Ne rien laisser au hasard
La décision de donner des milliers de dollars à ses enfants ne doit toutefois pas être prise à la légère, insiste Christophe Faucher-Courchesne, expert-conseil pour la division Gestion privée 1859 de la Banque Nationale.

«La première question que je pose aux parents qui veulent aider, c’est: “Est-ce qu’on a les moyens de le faire?” explique-t-il. On doit voir si notre plan de retraite fonctionne si on retire ces sommes-là, et la seule bonne façon de faire, c’est de réaliser une projection financière.»
Puisque l’argent est la source numéro 1 de conflits dans les familles, il est judicieux de ne rien laisser au hasard et d’impliquer son notaire dans le processus, ajoute M. Berger. «Un don a un impact sur la succession, surtout si on a plusieurs enfants. Il faut que ce soit bien documenté pour éviter la chicane.»
Dans le cas d’un prêt sans intérêt, une autre pratique commune, il est d’autant plus important d’établir clairement ses modalités. «Si les parents-prêteurs se séparent, qui va recevoir le remboursement du prêt? Ma meilleure recommandation est d’établir un contrat avec le notaire», complète le représentant de la RBC.
Gare à l’impulsivité
M. Faucher-Courchesne appelle à la prudence en voyant des parents être convaincus que la fenêtre d’opportunité de leurs enfants pour accéder à la propriété se referme rapidement.

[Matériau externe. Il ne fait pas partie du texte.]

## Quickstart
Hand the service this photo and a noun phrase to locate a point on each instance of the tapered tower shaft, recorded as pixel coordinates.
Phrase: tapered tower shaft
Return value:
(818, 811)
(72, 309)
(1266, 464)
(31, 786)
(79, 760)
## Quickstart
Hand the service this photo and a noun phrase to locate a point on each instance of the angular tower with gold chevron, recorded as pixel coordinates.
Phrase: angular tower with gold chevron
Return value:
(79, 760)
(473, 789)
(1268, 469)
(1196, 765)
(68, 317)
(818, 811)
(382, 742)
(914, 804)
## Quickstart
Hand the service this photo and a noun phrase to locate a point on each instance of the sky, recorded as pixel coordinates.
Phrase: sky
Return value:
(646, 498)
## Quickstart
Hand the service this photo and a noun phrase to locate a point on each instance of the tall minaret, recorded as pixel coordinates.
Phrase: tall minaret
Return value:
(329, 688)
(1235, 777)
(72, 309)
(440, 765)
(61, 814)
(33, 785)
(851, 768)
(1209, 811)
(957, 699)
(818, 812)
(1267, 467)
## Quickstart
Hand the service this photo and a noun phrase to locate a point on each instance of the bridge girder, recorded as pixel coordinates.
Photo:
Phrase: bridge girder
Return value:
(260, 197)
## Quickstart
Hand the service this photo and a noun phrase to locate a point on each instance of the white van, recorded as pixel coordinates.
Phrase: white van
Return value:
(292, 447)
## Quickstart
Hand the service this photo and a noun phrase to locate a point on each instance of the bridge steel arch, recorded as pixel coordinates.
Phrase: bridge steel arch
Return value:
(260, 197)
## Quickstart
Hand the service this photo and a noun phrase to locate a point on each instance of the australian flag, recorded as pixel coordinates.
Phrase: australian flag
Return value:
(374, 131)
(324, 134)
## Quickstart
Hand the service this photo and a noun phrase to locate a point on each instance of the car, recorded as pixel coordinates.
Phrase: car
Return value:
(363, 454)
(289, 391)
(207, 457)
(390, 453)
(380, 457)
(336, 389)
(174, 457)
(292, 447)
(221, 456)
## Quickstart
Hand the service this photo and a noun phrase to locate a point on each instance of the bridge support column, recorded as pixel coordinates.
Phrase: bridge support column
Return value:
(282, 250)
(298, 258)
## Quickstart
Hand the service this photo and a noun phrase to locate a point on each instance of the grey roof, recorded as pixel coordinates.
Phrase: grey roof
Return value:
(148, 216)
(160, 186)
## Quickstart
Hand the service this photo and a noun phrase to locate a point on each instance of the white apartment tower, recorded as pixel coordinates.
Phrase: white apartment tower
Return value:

«On a un biais de récence, estime-t-il. Ç’a explosé récemment, mais est-ce que ça va se poursuivre à un tel rythme dans les prochaines années? Il faut savoir faire la distinction entre notre expérience et la situation actuelle.»
Il invite aussi les parents à ne pas tomber dans le piège de simplement comparer le loyer que paient leurs enfants à l’hypothèque qu’ils débourseraient. «Il faut ajouter les taxes de mutation, les taxes scolaires, les frais d’entretien... la propriété vient avec son lot de travail aussi».
Des façons d’aider son enfant
Le don d’argent
Les dons ne sont pas imposables au Québec, contrairement à la France. Il peut d’ailleurs être judicieux d’échelonner son don sur plusieurs années. En aidant votre enfant à maximiser son compte CELIAPP chaque année, par exemple, vous lui permettriez de jouir de déductions d’impôt.
En cas d’achat avec un conjoint, il est important de signaler la réception d’un don à son notaire afin de l’exclure de la valeur de la maison, advenant une séparation.
Le prêt
Le prêt peut constituer une option qui offre un peu plus de flexibilité aux parents dont la retraite est planifiée au quart de tour.
Les modalités du prêt sont donc à votre discrétion, à condition que la propriété achetée ne génère aucun revenu locatif. Le cas échéant, «un taux d’intérêt minimum prescrit par l’Agence du revenu du Canada doit être appliqué», ajoute M. Faucher-Courchesne.
Le don d’une propriété
Faire le don de sa propriété principale de son vivant est une autre option pour éviter le marché immobilier. Les choses se compliquent lorsqu’on fait cadeau d’une résidence secondaire, toutefois: on doit alors payer de l’impôt sur le gain en capital.